Desemprego de 4,9%, inflação de 1% e crescimento econômico de 2,4%. Nada mau, em um ano eleitoral. No país da frase “A economia, estúpido”, cunhada pelo estrategista da campanha de Bill Clinton em 1992, a sua mulher, candidata do presidente Barack Obama, deveria estar surfando numa onda melhor. No entanto, o exótico bilionário Donald Trump, que nunca teve um cargo eletivo, tem dado certo calor em Hillary Clinton. Exótico? Para uma parte da elite e da classe média, sim. Mas Trump está para a classe média baixa americana assim como Lula esteve para a classe pobre brasileira: ele fala a sua língua, como talvez ninguém jamais ousou.

Sim, o caso é de ousadia, porque o bilionário americano fala ao microfone, para todos ouvirem, aquilo que a maioria dos políticos não tem coragem de dizer nem para si mesmos, ou, na melhor das hipóteses, sussurram apenas na cozinha de sua casa. Trump está numa cruzada contra o politicamente correto. E milhões de americanos, aqueles que nunca se identificaram com o blá-blá-blá de Washington, do qual Hillary é uma autêntica representante, estão amando.
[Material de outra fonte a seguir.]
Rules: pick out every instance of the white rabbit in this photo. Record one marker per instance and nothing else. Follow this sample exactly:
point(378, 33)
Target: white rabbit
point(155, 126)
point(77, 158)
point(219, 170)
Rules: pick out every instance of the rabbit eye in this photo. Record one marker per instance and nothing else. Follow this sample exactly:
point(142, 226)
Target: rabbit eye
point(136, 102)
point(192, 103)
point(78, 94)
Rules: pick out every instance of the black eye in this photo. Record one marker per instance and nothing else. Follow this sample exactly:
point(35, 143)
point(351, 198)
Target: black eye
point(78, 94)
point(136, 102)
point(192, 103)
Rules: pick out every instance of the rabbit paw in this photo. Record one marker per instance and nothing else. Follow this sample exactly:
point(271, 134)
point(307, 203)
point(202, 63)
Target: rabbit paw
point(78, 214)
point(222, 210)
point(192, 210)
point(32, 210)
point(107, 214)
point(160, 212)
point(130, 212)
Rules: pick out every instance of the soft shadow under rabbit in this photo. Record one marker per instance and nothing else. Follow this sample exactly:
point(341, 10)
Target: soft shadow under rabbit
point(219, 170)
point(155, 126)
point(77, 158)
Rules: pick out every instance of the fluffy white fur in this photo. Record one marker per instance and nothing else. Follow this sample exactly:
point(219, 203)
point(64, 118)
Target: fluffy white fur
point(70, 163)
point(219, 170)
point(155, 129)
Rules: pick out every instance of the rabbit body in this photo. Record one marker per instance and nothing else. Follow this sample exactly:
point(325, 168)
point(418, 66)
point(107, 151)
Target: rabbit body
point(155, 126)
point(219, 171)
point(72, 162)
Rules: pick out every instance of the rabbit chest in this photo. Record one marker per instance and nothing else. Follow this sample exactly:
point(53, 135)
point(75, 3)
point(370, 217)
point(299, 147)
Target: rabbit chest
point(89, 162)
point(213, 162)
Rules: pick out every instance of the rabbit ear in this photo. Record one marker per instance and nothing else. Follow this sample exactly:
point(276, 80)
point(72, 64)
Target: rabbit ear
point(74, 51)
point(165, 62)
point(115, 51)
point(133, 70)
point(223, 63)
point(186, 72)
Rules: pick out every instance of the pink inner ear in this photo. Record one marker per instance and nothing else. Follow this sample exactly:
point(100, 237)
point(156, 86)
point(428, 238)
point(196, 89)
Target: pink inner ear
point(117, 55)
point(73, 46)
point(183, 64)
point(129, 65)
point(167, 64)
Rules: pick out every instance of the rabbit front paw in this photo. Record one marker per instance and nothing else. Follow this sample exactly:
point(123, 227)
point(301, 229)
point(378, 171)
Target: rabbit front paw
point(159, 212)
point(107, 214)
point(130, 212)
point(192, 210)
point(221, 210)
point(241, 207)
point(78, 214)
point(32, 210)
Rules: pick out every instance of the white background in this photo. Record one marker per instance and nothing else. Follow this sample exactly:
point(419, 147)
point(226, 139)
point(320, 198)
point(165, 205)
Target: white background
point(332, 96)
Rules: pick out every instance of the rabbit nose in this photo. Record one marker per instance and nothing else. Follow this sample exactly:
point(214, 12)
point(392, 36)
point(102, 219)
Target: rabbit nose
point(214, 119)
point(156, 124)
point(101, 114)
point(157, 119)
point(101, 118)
Pesquisa divulgada no dia 15 pela empresa de comunicação Bloomberg mostra que 55% dos americanos consideram que sua vida melhorou em relação a 2009, primeiro ano de governo de Obama; 29% dizem que piorou, 14% que continua mais ou menos na mesma e 2% não têm certeza. Esse sentimento positivo se reflete na aprovação do Partido Democrata: 49% o vêem de forma favorável, enquanto que o Partido Republicano atinge apenas 32%, o nível mais baixo desde o início dessa sondagem, em setembro de 2009. Quando se trata dos candidatos, a vantagem de Hillary também é alta: 49% dizem que votariam nela e 37%, em Trump.
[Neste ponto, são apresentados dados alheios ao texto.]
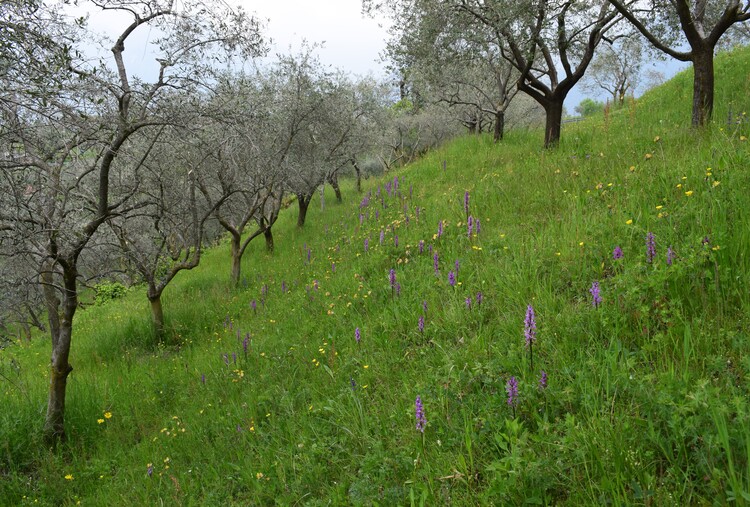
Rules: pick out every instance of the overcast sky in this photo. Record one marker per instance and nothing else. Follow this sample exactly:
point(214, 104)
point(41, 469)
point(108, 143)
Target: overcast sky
point(351, 41)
Na semana passada, a média das pesquisas, calculada pelo site Real Clear Politics, colocava Trump e Hillary em empate técnico: 44% para ela e 42% para ele. Nesta semana, Hillary aumentou sua vantagem: 44% a 38%. A pesquisa da Bloomberg pegou apenas em parte o impacto do massacre na boate gay de Orlando na madrugada de domingo, dia 12: ela foi realizada entre sexta-feira, 10, e segunda-feira, 13. De um lado, o episódio favorece Trump, que fala em impedir a entrada no país de muçulmanos — a religião do atirador Omar Mateen. Na pesquisa, 45% dos entrevistados consideram Trump melhor para enfrentar o terrorismo, e 41% acham isso de Hillary. Por outro lado, o massacre coloca em evidência a necessidade de controlar a venda de armas, defendida por Hillary e rejeitada por Trump, que se orgulha de ter o apoio da Associação Nacional do Rifle.

O mercado teme a instabilidade que as propostas de Trump podem gerar, por exemplo no que se refere ao comércio exterior e à imigração. Mas as diferenças clássicas entre republicanos e democratas sobre o tamanho do Estado acabam fazendo a balança pender para o lado de Trump no mercado financeiro. “Temos de fazer algo diferente de aumentar os impostos, precisamos tornar a estrutura tributária mais eficiente e as empresas americanas mais competitivas”, resume o investidor Mario Gabelli. “As regulações americanas estão sufocando as empresas. Acho que um cara do mundo dos negócios vê isso melhor.”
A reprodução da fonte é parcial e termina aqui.